Comment 16 hdu@apache.org 2009-08-20 07:08:50 UTC
@erack: the idea behind this method is just to find the first codepoint in the string with "strong" bidi-
direction properties. Since icu is already available in i18npool and its u_charDirection() method is cheap 
there is probably not much need for fancy caching directly or indirectly (by tunneling the cache of all 
character properties cache from other modules).
Comment 17 hdu@apache.org 2009-08-20 07:48:43 UTC
Splitting the method getDefaultDirection() off is probably a good idea too.
Comment 18 erack 2009-08-22 20:41:13 UTC
@hdu: A rewrite to directly use ICU sounds indeed most promising.
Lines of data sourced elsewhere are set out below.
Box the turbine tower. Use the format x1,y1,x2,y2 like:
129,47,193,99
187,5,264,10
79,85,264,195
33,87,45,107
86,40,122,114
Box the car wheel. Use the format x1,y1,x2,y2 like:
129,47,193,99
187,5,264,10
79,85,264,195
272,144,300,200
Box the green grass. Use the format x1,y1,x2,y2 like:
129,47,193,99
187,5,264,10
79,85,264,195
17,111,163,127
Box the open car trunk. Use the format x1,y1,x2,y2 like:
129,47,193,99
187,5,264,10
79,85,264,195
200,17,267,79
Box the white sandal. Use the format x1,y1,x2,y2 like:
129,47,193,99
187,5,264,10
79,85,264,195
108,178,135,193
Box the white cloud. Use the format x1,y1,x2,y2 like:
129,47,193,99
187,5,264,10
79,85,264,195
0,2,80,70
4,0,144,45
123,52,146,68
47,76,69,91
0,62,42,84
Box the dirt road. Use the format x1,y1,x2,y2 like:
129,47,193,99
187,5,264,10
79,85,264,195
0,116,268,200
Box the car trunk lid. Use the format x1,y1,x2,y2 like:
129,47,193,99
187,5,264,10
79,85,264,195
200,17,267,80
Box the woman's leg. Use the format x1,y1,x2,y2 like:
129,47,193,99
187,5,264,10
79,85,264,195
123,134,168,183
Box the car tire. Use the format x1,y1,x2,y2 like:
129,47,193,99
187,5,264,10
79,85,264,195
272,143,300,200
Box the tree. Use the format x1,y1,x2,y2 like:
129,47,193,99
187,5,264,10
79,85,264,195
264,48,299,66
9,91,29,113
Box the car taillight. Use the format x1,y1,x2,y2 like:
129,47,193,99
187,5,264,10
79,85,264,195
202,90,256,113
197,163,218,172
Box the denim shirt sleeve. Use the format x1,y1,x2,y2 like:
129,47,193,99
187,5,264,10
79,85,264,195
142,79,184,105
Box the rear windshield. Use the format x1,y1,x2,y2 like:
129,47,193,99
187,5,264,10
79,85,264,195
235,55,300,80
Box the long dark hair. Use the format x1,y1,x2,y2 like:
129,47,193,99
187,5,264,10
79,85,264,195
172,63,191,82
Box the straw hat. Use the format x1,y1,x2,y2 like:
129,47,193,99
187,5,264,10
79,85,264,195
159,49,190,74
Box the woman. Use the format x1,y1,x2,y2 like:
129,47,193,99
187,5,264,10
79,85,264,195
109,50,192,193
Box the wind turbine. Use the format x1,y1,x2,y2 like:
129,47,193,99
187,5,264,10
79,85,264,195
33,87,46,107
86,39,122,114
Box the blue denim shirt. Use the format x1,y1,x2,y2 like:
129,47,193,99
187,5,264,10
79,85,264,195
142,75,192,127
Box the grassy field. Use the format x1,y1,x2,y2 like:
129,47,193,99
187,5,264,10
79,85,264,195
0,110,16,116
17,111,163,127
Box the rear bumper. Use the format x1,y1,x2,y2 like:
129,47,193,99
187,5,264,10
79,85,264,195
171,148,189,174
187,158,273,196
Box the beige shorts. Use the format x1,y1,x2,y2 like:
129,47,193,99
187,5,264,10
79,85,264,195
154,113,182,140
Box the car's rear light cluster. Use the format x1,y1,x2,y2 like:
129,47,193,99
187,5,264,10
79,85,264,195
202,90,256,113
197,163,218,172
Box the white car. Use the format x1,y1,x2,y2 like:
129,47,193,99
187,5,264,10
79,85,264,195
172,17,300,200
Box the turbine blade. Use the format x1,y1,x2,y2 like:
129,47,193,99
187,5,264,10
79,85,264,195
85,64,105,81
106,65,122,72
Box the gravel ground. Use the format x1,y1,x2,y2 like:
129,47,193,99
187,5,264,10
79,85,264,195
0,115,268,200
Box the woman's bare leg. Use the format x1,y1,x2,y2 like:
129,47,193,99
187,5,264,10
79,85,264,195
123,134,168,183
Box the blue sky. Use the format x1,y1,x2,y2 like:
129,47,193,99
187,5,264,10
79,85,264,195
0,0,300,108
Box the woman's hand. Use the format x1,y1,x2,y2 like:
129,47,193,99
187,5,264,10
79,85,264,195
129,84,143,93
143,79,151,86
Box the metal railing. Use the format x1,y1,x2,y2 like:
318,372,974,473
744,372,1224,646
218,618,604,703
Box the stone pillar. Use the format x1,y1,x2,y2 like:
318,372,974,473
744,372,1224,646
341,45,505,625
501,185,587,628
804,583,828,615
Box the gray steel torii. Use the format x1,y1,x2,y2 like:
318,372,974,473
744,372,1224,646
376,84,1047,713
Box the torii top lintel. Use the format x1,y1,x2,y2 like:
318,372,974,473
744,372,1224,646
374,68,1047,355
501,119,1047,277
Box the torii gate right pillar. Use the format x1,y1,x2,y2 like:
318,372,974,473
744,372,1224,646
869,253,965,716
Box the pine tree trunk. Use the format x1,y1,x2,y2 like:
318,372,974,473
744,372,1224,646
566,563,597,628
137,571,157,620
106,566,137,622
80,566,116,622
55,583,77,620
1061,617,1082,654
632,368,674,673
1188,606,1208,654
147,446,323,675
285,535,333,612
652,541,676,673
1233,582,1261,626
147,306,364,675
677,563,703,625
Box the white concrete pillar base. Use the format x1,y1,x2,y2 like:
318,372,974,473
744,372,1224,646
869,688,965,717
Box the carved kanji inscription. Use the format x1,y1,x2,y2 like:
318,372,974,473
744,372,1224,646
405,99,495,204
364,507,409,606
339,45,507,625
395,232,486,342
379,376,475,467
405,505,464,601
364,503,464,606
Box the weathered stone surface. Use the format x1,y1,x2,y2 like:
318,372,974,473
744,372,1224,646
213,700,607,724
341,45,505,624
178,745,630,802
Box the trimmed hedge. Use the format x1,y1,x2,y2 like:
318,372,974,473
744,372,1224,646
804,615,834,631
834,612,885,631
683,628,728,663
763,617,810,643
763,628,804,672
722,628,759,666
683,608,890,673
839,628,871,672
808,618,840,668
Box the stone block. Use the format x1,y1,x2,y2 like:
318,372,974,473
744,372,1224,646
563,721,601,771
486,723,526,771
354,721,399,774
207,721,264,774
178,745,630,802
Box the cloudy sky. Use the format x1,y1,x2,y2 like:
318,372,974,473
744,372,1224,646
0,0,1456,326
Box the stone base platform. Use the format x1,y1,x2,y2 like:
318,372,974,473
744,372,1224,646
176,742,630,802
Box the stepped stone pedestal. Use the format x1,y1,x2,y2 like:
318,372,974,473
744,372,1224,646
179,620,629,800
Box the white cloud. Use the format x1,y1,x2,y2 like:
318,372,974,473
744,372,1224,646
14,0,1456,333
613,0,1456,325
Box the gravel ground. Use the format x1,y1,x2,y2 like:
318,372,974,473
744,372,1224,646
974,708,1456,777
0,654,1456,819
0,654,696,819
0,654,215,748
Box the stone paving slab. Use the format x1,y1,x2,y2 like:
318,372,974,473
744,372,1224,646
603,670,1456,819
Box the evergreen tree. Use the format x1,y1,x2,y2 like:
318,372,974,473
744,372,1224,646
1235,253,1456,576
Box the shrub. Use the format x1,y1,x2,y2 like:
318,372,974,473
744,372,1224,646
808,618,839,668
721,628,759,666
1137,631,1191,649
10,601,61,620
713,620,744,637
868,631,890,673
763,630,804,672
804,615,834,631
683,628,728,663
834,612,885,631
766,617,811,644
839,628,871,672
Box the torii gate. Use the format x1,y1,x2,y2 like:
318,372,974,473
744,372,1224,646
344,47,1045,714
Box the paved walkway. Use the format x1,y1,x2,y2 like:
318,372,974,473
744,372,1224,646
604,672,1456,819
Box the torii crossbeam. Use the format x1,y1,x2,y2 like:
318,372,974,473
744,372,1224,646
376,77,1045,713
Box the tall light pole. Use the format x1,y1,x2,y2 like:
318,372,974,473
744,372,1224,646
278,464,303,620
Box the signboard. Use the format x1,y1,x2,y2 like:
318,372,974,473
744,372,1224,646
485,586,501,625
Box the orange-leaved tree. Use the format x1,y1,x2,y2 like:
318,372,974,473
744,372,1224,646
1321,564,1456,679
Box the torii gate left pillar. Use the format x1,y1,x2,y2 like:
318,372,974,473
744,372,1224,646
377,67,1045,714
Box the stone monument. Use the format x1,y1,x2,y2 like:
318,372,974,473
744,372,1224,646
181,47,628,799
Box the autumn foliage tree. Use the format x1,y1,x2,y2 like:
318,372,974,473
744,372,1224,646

Thanks for the
thought.
Comment 19 erack 2010-02-24 19:53:06 UTC
Fruit flies like banana.. retargeting to OOo3.x, should actually be OOo3.4 but
that target doesn't exist yet.
Comment 20 hdu@apache.org 2010-06-30 09:53:05 UTC
Status update: When ICU's http://bugs.icu-project.org/trac/ticket/7772 ("Fast string direction detection") 
is resolved the method getDefaultDirection() could be implemented more directly using that new ICU call, 
if OOo's ICU baseline had it available.